As demonstrated in our study, fentanyl and butorphanol prevents the increase in IOP from Sch as well as laryngoscopy and endotracheal intubation. Rocuronium, a new non-depolarizing neuromuscular blocking drug, which provides a rapid onset of action, has been found not to increase IOP [[[15. ]]] Unfortunately, it does not provide a rapid and predictable intubating conditions as Sch unless doses of three times of ED95 are used 16 . Although, induction of anaesthesia with propofol caused a statistically non-significant decrease in IOP in our study but it did not attenuated the IOP response to Sch and intubation.
On reviewing literature, maintenance of anaesthesia with propofol infusion was equally effective to sevoflurne 17 , desflurane 18 and isoflurane 18 to maintain IOP at reduced level. In a study various combination of drugs have been used to obtund the increase in IOP due to intubation and it was concluded that IOP did not increase significantly after Sch, but only anaesthesia induced with propofol and alfentanil prevented the increase in IOP due to intubation 19 . Likewise we also found that Sch did not cause significant increase in IOP in any of the patient in all the three groups but addition of fentanyl and butorphanol effectively and equally blunted the IOP response to laryngoscopy and intubation.
In our study, fentanyl 2µg/kg attenuated the increase in IOP. In contrast, Ng HP and colleague failed to demonstrate attenuation of increase in IOP with fentanyl 2µg/kg 9 . Although in another study author demonstrated 2.5µg/kg dose of fentanyl to attenuate the increase in IOP associated with Sch and endotracheal intubation 7 . In a recent study fentanyl 2µg/kg was found to be comparable to remifentanil infusion (0.25-0.5µg/kg/min) to maintain IOP at a reduced level 20 .

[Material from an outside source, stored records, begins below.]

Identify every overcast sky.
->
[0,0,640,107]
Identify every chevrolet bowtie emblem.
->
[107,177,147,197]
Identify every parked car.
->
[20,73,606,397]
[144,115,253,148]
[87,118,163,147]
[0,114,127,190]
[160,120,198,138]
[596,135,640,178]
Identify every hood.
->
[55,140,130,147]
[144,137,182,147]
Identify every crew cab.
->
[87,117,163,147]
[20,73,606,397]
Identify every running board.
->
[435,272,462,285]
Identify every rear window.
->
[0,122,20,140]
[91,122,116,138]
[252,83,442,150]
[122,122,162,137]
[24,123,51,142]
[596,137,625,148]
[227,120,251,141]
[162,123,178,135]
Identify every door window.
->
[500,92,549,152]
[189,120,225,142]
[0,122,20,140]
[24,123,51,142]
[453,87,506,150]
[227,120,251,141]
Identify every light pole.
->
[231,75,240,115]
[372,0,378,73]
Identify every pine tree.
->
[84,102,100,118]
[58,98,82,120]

In our study, we administered Sch in the doses of 2 mg/kg and none of our patients coughed or gagged during intubation and none of the patient was excluded from the study because of this reason. In the study by Alexander and colleagues 21 , Sch 1mg/kg was used and few patients either gagged or coughed due to low dose of Sch used. So apart from the various drugs to be used to attenuate the hemodynamic response or increase in IOP to Sch and intubation, depth of anaesthesia should be maintained with the adequate doses of the induction agent and Sch.
We chose propofol as an induction agent instead of thiopentone sodium as it causes more decrease in IOP 17 than thiopentone but it has been seen that it causes significant hypotension 22 . In our study none of the patient had significant hypotension in any of the group because the patients chosen for our study were middle aged belonging to ASA class I or II with no cardiovascular disease.
The limitation of this study was that it was conducted in patients with normal eyes rather than on patients with open globe injuries. The sequence of IOP changes in patients with open globe or penetrating injuries may not be similar to those in patients with normal eyes. In an open globe, IOP is atmospheric and any increase in pressure results in further loss of ocular contents rather than increase in IOP. Another limitation of this study is that we have used butorphanol 1 mg and fentanyl 2µg/kg and we were not sure at the start of our study whether we have used equipotent doses of butorphanol to that of fentanyl.
In summary, our findings support the claim that Sch as well as endotracheal intubation cause an increase in IOP that can be prevented by achieving adequate depth of anaesthesia with the combination of butorphanol-propofol likewise the fentanyl-propofol combination. We conclude that 1 mg bolus of butorphanol obtunded the increase in IOP associated with Sch and tracheal intubation without any unwanted hemodynamic effects.